90-99% cheaper than all-paid services
Similar quality to premium setups
Faster than sequential execution

Costs vary based on prompt length and response complexity

🐛 Troubleshooting

Common Issues

"401 Unauthorized" errors
- Check both API keys are set correctly
- Verify OpenAI key starts with sk-
- Verify HuggingFace key starts with hf_
- Ensure OpenAI account has billing/credits enabled
- Check Space secrets are named exactly: OPENAI_API_KEY and HUGGINGFACE_API_KEY
Timeout errors
- Increase timeout in backend/config_free.py
- Check network connectivity
- Some models may be slow - consider replacing
Space won't start
- Verify requirements.txt includes all dependencies
- Check logs in Space → Logs tab
- Ensure both secrets are added (not just one)
- Verify Python version compatibility (3.10+)
Some models fail, others work
- Normal!
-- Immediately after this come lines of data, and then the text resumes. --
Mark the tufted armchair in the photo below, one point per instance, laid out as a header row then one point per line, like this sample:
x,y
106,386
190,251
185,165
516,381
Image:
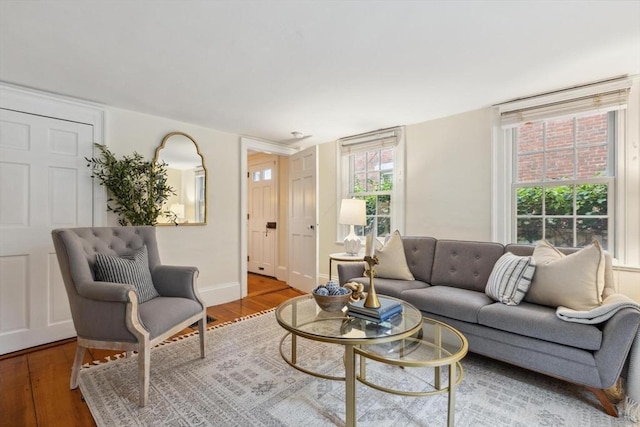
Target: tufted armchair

System is designed to handle partial failures
- Check logs to see which models failed
- HuggingFace API may have rate limits (rare)
- OpenAI API requires billing setup
HuggingFace 410 error
- Old endpoint deprecated
- Ensure using router.huggingface.co/v1/chat/completions
- Update backend/api_client.py if needed

🎯 Best Practices

Model Selection
- Use 3-5 council members (sweet spot for quality vs speed)
- Mix FREE HuggingFace + cheap OpenAI for best value
- Choose diverse models for varied perspectives
- Match chairman to task complexity
Cost Management
- Start with current setup ($0.001-0.01 per query)
- Consider all-FREE HuggingFace config for $0 cost
- Monitor OpenAI usage at platform.openai.com/usage
- Set spending limits in OpenAI billing settings
Quality Optimization
- Use more council members for important queries (5-7)
- Use better chairman (gpt-4o instead of gpt-4o-mini)
- Adjust timeouts based on model speed
- Test different model combinations
Security
- NEVER commit .env to git (use .gitignore)
- Use HuggingFace Space secrets for production
- Rotate API keys periodically
- Monitor usage for anomalies
- Set spending limits
Quality Optimization
- Use Premium Council for important queries
- Reasoning Council for math/logic problems
- Adjust timeouts based on model speed

📚 Additional Resources

🤝 Contributing

Suggestions for improvement:

Add caching for repeated questions
Implement conversation history
Add custom model configurations via UI
Support for different voting mechanisms
Add cost tracking and estimates

📝 License

Check the original repository for license information.